Find all <imageSet> tags, take only the first two. These which correspond to two sets of unaligned TIFF movie files. For each image set:

  1. Use the helper functions to get the values of various tags available in this dataset

  2. Use the glob module to retrieve the relavant list of movie files

  3. Add an exposure output to the job and allocate a dataset with the relevant fields

  4. Populate the required fields

  5. Save the output to the job

from glob import glob

from cryosparc.tools import get_exposure_format, get_import_signatures

job.start()

for i, node in enumerate(doc.getElementsByTagName("imageSet")[:2]):
    directory = get_child_value(node, "directory")
    file_pattern = get_child_value(node, "micrographsFilePattern")
    data_format = get_child_value(node, "dataFormat")
    voxel_type = get_child_value(node, "voxelType")
    frames_per_image = int(get_child_value(node, "framesPerImage"))

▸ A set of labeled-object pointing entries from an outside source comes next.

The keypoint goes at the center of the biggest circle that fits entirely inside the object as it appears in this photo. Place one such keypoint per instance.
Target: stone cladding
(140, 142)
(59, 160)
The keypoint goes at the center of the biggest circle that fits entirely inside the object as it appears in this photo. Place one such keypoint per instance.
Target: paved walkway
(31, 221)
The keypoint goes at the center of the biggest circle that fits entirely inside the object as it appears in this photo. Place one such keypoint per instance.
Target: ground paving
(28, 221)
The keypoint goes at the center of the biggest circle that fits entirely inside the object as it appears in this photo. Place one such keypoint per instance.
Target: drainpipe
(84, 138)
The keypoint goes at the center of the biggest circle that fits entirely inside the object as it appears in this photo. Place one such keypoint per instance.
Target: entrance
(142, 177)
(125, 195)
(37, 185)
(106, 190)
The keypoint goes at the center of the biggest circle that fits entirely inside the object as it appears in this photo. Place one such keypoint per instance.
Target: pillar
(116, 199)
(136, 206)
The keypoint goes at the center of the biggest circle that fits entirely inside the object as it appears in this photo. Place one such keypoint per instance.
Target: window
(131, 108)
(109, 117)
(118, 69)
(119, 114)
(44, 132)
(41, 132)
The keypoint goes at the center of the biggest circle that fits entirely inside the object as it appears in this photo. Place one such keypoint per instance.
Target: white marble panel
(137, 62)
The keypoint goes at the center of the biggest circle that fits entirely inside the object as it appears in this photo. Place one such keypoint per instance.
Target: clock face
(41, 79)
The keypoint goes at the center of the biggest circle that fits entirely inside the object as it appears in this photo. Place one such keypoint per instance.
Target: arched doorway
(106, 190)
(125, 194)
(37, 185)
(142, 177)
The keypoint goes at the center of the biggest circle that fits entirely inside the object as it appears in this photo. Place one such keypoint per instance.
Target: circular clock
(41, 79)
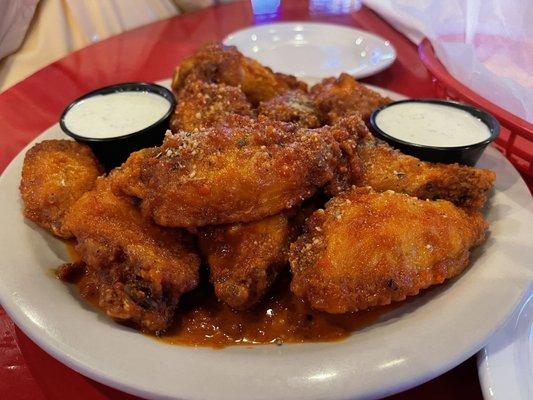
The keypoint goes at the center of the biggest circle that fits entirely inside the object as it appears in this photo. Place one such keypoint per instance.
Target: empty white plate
(314, 50)
(505, 366)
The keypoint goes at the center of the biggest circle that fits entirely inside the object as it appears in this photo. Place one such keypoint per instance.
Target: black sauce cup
(112, 152)
(467, 155)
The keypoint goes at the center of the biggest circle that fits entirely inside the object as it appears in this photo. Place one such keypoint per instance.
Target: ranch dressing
(115, 114)
(432, 125)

    dimensions_node = get_child(node, "dimensions")
    pixel_width = float(get_child_value(dimensions_node, "pixelWidth"))
    image_width = int(get_child_value(dimensions_node, "imageWidth"))
    image_height = int(get_child_value(dimensions_node, "imageHeight"))

    paths = glob(str(root_dir / file_pattern))
    output_name = f"images_{i}"
    dset = job.add_output(
        type="exposure",
        name=f"images_{i}",
        slots=["movie_blob", "mscope_params", "gain_ref_blob"],
        alloc=len(paths),
    )

    dset["movie_blob/path"] = paths
    dset["movie_blob/shape"] = (frames_per_image, image_height, image_width)
    dset["movie_blob/psize_A"] = pixel_width
    dset["movie_blob/format"] = get_exposure_format(data_format, voxel_type)
    dset["movie_blob/import_sig"] = get_import_signatures(paths)

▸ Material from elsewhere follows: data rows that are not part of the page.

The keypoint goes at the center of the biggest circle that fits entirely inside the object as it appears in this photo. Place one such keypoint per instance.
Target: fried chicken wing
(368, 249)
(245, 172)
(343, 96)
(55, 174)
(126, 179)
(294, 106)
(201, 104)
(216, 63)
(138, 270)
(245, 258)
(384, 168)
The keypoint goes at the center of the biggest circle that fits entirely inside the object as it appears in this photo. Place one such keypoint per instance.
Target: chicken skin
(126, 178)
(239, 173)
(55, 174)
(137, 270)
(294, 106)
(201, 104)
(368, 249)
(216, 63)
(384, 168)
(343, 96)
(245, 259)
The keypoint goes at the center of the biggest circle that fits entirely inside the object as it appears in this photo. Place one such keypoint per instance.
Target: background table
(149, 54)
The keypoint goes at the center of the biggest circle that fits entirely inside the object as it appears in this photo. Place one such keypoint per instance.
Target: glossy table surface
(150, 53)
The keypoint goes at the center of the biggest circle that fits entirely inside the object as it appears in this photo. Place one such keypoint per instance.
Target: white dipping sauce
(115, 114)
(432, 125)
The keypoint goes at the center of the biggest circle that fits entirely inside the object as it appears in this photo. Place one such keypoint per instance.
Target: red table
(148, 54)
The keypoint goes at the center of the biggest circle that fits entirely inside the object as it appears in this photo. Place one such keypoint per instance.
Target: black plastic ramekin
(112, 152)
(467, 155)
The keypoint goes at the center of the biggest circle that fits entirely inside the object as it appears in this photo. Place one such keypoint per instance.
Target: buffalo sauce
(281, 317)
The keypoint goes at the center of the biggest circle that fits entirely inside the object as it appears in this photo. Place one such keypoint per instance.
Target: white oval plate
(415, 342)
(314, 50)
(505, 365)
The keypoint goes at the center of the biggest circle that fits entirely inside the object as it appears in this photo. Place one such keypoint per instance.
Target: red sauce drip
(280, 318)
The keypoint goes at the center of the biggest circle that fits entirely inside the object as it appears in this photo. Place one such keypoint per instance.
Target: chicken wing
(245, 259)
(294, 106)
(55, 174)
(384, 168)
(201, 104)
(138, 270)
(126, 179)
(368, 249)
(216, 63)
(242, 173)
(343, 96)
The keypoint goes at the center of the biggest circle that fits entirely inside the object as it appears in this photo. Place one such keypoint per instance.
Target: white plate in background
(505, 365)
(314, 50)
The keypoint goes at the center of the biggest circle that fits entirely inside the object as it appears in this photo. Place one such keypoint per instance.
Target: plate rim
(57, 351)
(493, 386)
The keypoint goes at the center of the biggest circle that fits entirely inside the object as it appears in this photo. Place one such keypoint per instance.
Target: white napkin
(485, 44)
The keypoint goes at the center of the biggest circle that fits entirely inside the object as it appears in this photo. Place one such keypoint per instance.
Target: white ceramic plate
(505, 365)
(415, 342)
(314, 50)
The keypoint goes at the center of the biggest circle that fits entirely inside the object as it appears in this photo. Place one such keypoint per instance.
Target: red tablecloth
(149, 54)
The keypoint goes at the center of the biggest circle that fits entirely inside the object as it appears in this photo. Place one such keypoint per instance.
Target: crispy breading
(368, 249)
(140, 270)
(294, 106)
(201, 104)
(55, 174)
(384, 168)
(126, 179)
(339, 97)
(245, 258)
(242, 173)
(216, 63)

    # Note: Some of these may also be read from included per-micrograph XML files
    dset["mscope_params/accel_kv"] = 300
    dset["mscope_params/cs_mm"] = 2.7
    dset["mscope_params/total_dose_e_per_A2"] = 60
    dset["mscope_params/exp_group_id"] = i
    dset["mscope_params/defect_path"] = ""

    gain_path = str(root_dir / directory[1:] / "gain" / "CountRef.mrc")
    dset["gain_ref_blob/path"] = str(gain_path)
    dset["gain_ref_blob/shape"] = (image_height, image_width)

    job.save_output(f"images_{i}", dset)

job.stop()

The above will result in an External job with two outputs images_0 and images_1. Use these for further processing.

Note

When importing single-frame mirographs, use slot micrograph_blob instead of movie_blob.